Je n'avais pas d'amis parmi les gens de ce pays. Pas un auquel je puisse penser en particulier, pas un dont je puisse tenter de me représenter la souffrance actuelle, pas un dont je puisse me dire qu'il a peut-être un fils, une fille, là , parmi les victimes des massacres perpétrés un peu partout, dans ce pays qui fut le mien.
Le mien, oui. Mais pas le leur. Ainsi pensais-je à l'époque où j'y vivais ; vision schématique de l'enfance, si révélatrice de l'état d'esprit ambiant. En Algérie, j'étais chez moi. Mais, eux, quelle était leur place ? Eux, c'était des arabes, un point c'est tout. Fallait-il vraiment que des arabes aient une nationalité ? Je n'y pensais même pas. Nous, nous étions des Algériens, et je ne m'étonnais pas que nous puissions être en même temps des Français.
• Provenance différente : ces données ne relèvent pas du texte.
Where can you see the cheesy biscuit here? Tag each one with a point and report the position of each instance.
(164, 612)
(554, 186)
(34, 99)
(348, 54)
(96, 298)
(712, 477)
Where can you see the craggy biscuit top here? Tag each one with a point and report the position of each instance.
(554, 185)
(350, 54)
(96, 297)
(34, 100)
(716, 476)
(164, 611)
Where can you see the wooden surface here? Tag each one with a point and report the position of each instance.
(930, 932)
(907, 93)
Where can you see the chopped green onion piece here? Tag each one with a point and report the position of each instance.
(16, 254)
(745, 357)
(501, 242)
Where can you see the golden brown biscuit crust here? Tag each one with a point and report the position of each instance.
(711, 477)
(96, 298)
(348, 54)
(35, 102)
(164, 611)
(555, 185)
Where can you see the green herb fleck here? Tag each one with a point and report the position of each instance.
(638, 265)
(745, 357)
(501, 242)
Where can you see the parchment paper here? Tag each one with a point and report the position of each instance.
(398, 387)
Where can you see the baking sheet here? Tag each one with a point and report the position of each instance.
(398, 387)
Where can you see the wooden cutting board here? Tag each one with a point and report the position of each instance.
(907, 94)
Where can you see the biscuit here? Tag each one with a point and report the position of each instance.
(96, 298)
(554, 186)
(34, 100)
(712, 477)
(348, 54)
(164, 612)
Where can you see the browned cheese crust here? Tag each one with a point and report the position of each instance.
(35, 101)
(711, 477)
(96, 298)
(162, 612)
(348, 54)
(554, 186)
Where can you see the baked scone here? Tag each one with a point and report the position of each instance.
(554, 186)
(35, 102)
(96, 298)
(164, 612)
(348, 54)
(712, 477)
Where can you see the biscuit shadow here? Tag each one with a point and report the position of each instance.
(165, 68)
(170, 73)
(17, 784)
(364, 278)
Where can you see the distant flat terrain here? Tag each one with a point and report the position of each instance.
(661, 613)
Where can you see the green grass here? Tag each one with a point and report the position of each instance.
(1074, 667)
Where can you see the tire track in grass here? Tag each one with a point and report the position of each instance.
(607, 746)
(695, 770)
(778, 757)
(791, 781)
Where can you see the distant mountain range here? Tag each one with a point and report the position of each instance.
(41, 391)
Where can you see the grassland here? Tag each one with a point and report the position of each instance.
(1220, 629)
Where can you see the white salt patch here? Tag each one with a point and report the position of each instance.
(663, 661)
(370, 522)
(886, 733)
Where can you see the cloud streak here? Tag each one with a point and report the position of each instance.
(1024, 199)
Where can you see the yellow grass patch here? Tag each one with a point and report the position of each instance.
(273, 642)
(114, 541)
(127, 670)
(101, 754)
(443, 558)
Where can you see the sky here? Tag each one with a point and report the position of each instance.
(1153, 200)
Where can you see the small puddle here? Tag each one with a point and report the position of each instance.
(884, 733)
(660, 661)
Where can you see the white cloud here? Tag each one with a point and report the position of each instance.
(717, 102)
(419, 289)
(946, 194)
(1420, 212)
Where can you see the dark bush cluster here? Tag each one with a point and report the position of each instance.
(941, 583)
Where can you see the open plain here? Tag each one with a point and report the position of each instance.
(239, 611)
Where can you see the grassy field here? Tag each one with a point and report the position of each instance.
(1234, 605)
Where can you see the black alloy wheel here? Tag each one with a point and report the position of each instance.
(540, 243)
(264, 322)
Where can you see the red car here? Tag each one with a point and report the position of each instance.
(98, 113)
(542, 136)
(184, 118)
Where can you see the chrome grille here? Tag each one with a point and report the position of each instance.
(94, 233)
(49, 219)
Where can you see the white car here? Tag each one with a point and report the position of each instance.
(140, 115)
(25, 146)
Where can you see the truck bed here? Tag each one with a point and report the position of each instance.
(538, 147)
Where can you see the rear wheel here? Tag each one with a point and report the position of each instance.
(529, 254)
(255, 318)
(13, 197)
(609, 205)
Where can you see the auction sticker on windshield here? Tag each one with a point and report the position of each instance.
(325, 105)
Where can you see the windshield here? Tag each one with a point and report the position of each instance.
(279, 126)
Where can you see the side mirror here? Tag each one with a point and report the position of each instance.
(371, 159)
Et maintenant, je me dis que ce pays n'a pas pu être vraiment le mien, puisque ne n'y ai laissé aucun ami arabe, aucun à qui je pourrais penser, au destin duquel je pourrais m'intéresser. Je n'ai été qu'une passante, sur une terre étrangère qui a été rendue aux siens. Mais une passante qui a quitté l'Algérie suffisamment jeune (12 ans) pour faire le deuil du pays de son enfance. Une passante qui a eu le temps de le connaître et de l'aimer, mais n'a pas eu à subir l'amertume d'un départ imposé par les événements, puisque je l'ai quitté en 1946.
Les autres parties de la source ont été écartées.